¹ Digital Advertising Alliance, "Self-Regulatory Principles for Online Behavioral Advertising," 2009, available at http://www.aboutads.info/resource/download/seven-principles-07-01-09.pdf.

² Digital Advertising Alliance, "Self-Regulatory Principles for Multi-Site Data," 2011, available at http://www.aboutads.info/resource/download/Multi-Site-Data-Principles.pdf.

³ Only after the DAA's choice mechanism for cross-app data is operational, and after an implementation period, will companies face DAA accountability mechanisms with respect to cross-app data, precise location data, and personal directory data. For information about the Interest-Based Advertising Accountability Program, see http://www.bbb.org/us/interest-based-advertising/.

⁴ OBA is the collection of data from a particular computer or device regarding web-viewing behaviors over time, and across unaffiliated websites, for the purpose of using such data to predict user preferences or interests to deliver advertising to that computer or device based on those inferred preferences or interests.

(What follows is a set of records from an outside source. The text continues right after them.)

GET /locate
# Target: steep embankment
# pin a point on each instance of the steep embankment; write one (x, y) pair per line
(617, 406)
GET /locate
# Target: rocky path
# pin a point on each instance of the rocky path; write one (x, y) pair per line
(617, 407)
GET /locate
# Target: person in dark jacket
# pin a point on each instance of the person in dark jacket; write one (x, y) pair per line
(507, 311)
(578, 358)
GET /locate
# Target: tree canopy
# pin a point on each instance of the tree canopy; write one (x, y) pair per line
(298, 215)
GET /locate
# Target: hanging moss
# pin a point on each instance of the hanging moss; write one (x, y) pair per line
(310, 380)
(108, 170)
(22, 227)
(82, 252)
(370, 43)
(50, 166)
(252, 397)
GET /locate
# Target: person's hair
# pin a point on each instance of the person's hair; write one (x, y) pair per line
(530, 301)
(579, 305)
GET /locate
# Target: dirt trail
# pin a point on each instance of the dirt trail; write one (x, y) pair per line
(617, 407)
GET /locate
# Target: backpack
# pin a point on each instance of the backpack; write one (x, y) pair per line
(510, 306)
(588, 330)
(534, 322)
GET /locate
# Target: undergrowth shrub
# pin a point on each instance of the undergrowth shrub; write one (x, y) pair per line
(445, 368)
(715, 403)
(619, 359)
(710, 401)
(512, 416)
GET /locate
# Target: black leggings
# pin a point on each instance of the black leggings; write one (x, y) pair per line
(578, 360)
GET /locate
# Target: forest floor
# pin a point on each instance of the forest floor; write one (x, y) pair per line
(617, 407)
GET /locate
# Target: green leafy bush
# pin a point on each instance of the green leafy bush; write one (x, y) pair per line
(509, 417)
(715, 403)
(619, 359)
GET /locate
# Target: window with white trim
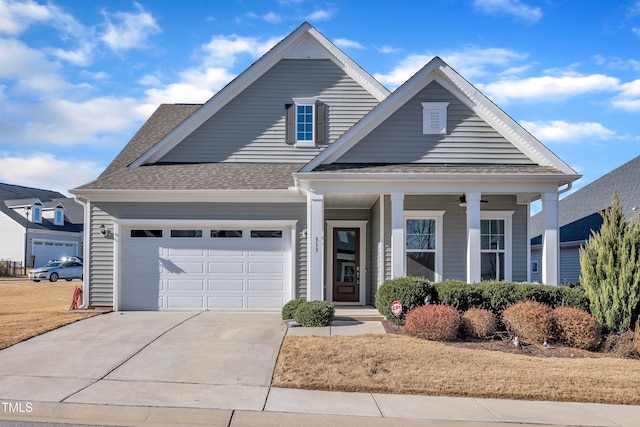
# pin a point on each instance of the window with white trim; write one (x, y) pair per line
(495, 245)
(36, 213)
(58, 216)
(423, 244)
(434, 118)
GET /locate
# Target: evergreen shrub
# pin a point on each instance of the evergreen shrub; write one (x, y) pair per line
(314, 313)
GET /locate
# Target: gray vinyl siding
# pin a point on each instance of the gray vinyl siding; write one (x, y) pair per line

For example, through OBA, a consumer shopping online for baseball tickets might receive targeted ads on other, unaffiliated websites about baseball tickets or about other products that those shopping for baseball tickets may tend to be interested in (e.g., sports magazines).

⁵ Digital Advertising Alliance, "Self-Regulatory Principles for Online Behavioral Advertising," 2009, available at http://www.aboutads.info/resource/download/seven-principles-07-01-09.pdf; Digital Advertising Alliance, "Self-Regulatory Principles for Online Behavioral Advertising Implementation Guide," 2010, available at http://www.aboutads.info/resource/download/OBA%20Self-Reg%20Implementation%20Guide%20-%20What%20Everyone%20Needs%20to%20Know.pdf.

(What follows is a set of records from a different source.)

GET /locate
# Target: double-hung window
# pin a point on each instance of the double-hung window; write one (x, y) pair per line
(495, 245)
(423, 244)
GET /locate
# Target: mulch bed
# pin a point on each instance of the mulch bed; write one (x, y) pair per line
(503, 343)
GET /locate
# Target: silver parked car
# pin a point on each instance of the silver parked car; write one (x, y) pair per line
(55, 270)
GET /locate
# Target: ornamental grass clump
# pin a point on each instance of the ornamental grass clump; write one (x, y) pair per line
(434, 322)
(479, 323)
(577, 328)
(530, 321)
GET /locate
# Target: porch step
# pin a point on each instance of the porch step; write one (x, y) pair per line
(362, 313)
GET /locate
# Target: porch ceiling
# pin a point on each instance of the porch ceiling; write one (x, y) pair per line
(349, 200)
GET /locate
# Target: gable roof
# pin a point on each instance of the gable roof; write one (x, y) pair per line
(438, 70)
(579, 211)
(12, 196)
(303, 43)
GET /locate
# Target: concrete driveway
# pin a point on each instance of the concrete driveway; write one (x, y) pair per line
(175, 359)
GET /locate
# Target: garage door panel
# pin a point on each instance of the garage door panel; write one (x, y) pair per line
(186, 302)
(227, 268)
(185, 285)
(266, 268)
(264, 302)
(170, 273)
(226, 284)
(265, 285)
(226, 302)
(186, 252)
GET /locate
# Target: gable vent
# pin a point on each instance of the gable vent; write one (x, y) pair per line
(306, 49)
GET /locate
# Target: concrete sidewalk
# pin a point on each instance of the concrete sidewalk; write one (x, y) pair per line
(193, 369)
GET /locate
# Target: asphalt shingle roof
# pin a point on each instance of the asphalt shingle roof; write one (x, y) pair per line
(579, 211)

⁶ For additional information on the MSD Principles, please see our WSGR Alert at http://www.wsgr.com/WSGR/Display.aspx?SectionName=publications/PDFSearch/wsgralert-online-advertising-data-collection.htm.

⁷ Cross-app data also includes unique values assigned or attributed to a device, or a unique combination of characteristics associated with a device, where combined with cross-app data. It does not include (i) precise location data, (ii) personal directory data, (iii) data that has been de-identified in accordance with the Mobile Guidance, or (iv) data that is collected across unaffiliated apps but is not associated or combined across such apps.

⁸ In situations where it is clear that the consumer is interacting with a portion of an app that is not an ad and is being operated by a different entity than the app owner, the different entity would not be a third party due to the consumer's reasonable understanding of the nature of the direct interaction with that entity.

⁹ As a result of the consistent application of the DAA Principles across channels, the principles should be considered in connection with the collection of data from computers and devices, such as navigation devices and connected television devices in addition to mobile devices.

¹⁰ The Mobile Guidance, consistent with the DAA Principles, defines "consent" as "an individual's action in response to a clear, meaningful, and prominent notice regarding the collection and use of data for a specific purpose."

¹¹ The Mobile Guidance lays out several illustrative actions that a third party may take to obtain reasonable assurances that a first party has obtained consent to its collection and use of precise location data. For example, a third party may obligate the first party contractually to obtain consent to the third party's data collection or use, or may verify that the first party publicly represents that it obtains consent to the transfer of precise location data to a third party.

¹² Personal directory data also includes unique values assigned or attributed to a device or a unique combination of characteristics associated with a device, where combined with data, meeting the definition of personal directory data. Personal directory data does not include data that is not associated with a specific individual or device, such as data that has been de-identified.